La amplia estancia que ocupaba casi todo el piso estaba oscura, alumbrada sólo por la luz de las farolas de Broadway y la de los escaparates superiores de McCreery, situados en la acera de enfrente. Sin embargo, era suficiente para ver que la señorita Howard apenas había hecho cambios en la decoración. Los muebles que el doctor Kreizler había comprado el año anterior en una subasta de antigüedades— y que antaño habían pertenecido a la marquesa de Luigi Carcano— todavía llenaban la sala. El diván, una mesa grande de caoba y las amplias butacas ocupaban los mismos sitios sobre las verdes alfombras orientales, inspirándome la súbita e inesperada sensación de haber regresado a casa. La mesa de billar, que había sido instalada en el fondo, junto a la cocina, estaba cubierta con una tabla y una tela de seda. Supuse que no era la clase de objeto que habría despertado la confianza de las señoras clientas. Pero los cinco escritorios de oficina seguían allí, aunque la señorita Howard los había dispuesto en fila en lugar de en círculo, y el piano de cola estaba en un rincón, junto a una de las ventanas góticas.
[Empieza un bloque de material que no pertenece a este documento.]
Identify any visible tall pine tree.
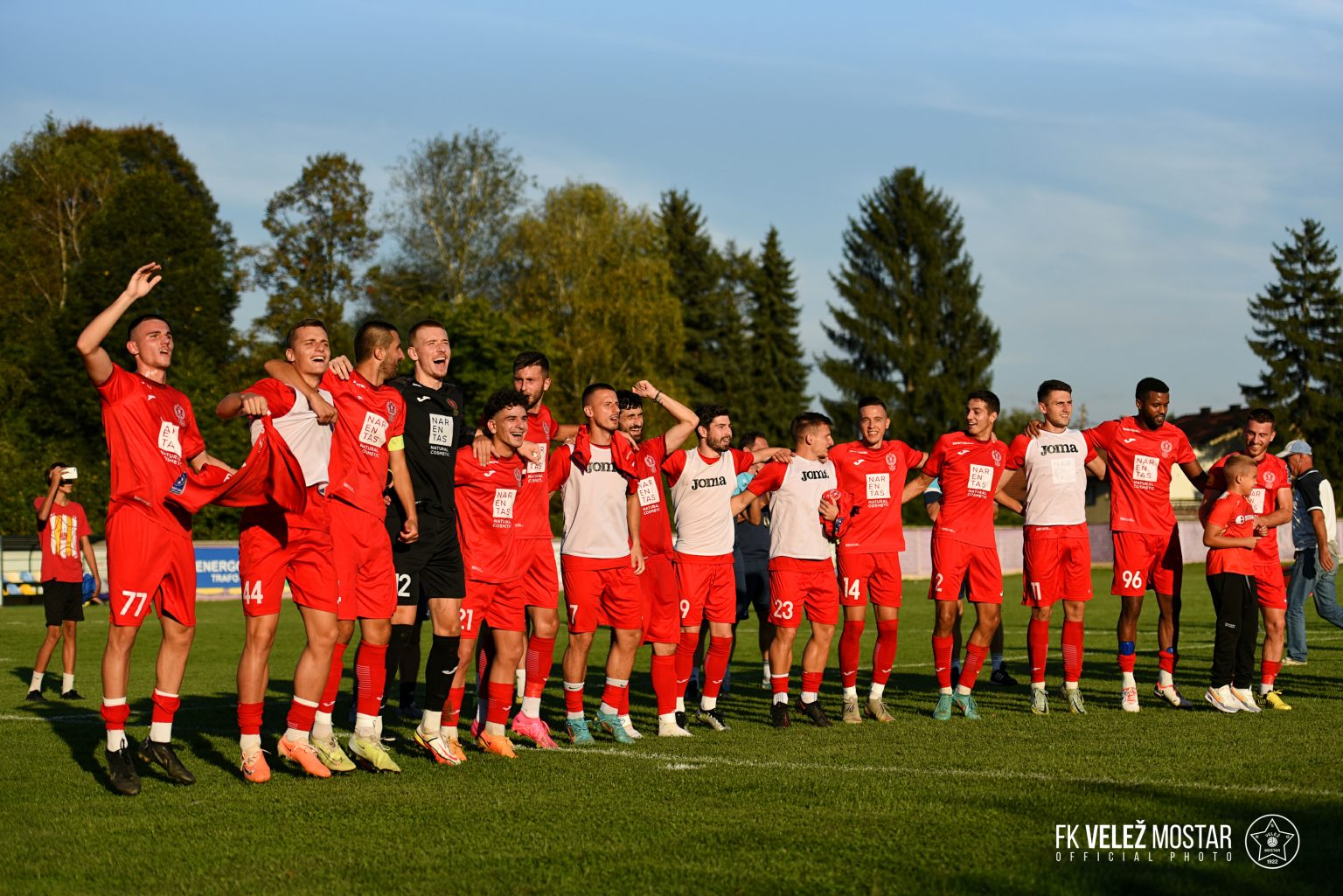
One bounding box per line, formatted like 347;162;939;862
658;190;744;407
820;168;999;448
736;227;807;446
1241;218;1343;476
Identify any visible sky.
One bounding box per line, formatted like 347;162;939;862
0;0;1343;419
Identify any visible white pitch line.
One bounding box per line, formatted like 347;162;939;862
560;747;1343;799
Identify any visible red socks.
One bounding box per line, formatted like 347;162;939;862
234;701;263;736
1062;619;1087;681
523;636;554;698
704;636;732;698
676;631;699;698
484;681;513;726
1026;619;1049;684
317;642;349;713
355;641;386;716
839;619;859;688
650;653;676;716
870;619;900;688
932;634;956;688
948;643;988;691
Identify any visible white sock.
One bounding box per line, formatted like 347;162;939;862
313;711;331;739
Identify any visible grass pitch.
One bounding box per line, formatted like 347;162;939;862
0;567;1343;896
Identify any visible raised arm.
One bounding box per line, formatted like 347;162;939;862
75;262;163;385
634;380;699;450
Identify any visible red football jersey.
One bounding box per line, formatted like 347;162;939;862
1207;451;1292;566
321;371;406;520
98;365;205;532
630;435;672;558
517;405;560;538
32;497;90;581
1082;416;1194;535
830;440;922;553
1207;491;1255;575
922;433;1007;548
454;451;529;581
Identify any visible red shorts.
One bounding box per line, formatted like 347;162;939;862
839;552;904;608
1110;529;1185;598
456;579;526;638
1020;523;1092;608
674;555;737;629
928;536;1003;603
1255;563;1286;610
560;555;644;634
331;498;396;619
238;520;340;616
517;538;560;610
639;553;681;643
769;558;839;629
106;506;196;626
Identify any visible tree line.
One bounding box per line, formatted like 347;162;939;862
0;117;1343;538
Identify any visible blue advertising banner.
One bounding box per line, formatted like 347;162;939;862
196;544;241;594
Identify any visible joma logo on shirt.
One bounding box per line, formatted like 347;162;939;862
691;476;728;491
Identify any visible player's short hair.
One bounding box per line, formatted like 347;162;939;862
1245;407;1277;427
965;390;1002;413
1133;376;1171;401
484;388;526;420
513;352;551;376
694;405;732;428
1225;454;1255;483
126;312;172;343
1035;380;1073;405
581;383;621;405
285;317;328;348
737;430;769;451
355;321;399;364
406;317;447;343
859;395;889;416
789;411;834;442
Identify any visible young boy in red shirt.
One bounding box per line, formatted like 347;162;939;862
1203;454;1260;713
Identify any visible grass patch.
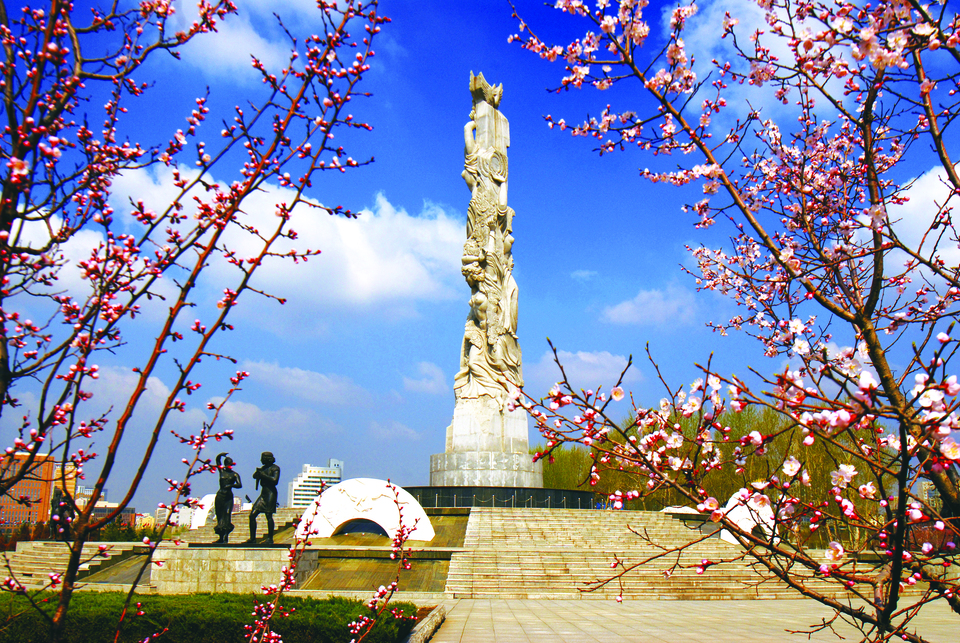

Al verlo, Cyrus se acercó, levantó la tapa y con una sonrisa en los labios tocó suavemente dos teclas mirando a la señorita Howard.

— Todavía está afinado— dijo en voz baja.

Ella asintió y le devolvió la sonrisa.

— Todavía está afinado.

Cyrus dejó el sombrero en el banco, se sentó y comenzó a tocar. Al principio pensé que escogería una de las arias de ópera que el doctor siempre le pedía que tocara en casa, pero pronto caí en la cuenta de que se trataba de una melodía popular, lenta y triste, que fui incapaz de identificar de inmediato.

El señor Moore, que contemplaba por la otra ventana el apenas imperceptible resplandor del lejano río Hudson, se volvió hacia Cyrus y le sonrió.


Shenandoah
— murmuró como si insinuara que Cyrus había encontrado la melodía perfecta para resumir los extraños y melancólicos sentimientos que nos habían embargado a todos al volver a ver aquella estancia.

Advertí que la señorita Howard había añadido algo en otro rincón sombrío: un enorme biombo japonés, con sus cinco paneles completamente abiertos. Por un extremo del biombo asomaba parte de la gran pizarra de pie con marco de roble que siempre habíamos conocido como «la» pizarra. Me pregunté cuánto tiempo llevaba escondida.

Después de darnos unos minutos para hacernos a la idea de que habíamos regresado, la señorita Howard se restregó las manos con nerviosismo y volvió a hablar con un titubeo impropio de ella.

— La señora Linares está en la cocina, tomando una taza de té. Voy a buscarla.

Se dirigió hacia el fondo del piso, donde un umbral ligeramente iluminado mostraba señales de vida. Automáticamente, yo me acerqué a la ventana que daba al camposanto de la iglesia y me senté en el alféizar— mi sitio habitual de descanso en la habitación—, saqué una navaja del bolsillo y usé la hoja para recortarme las uñas mientras Cyrus continuaba tocando y oíamos las voces de las dos mujeres procedentes de la cocina.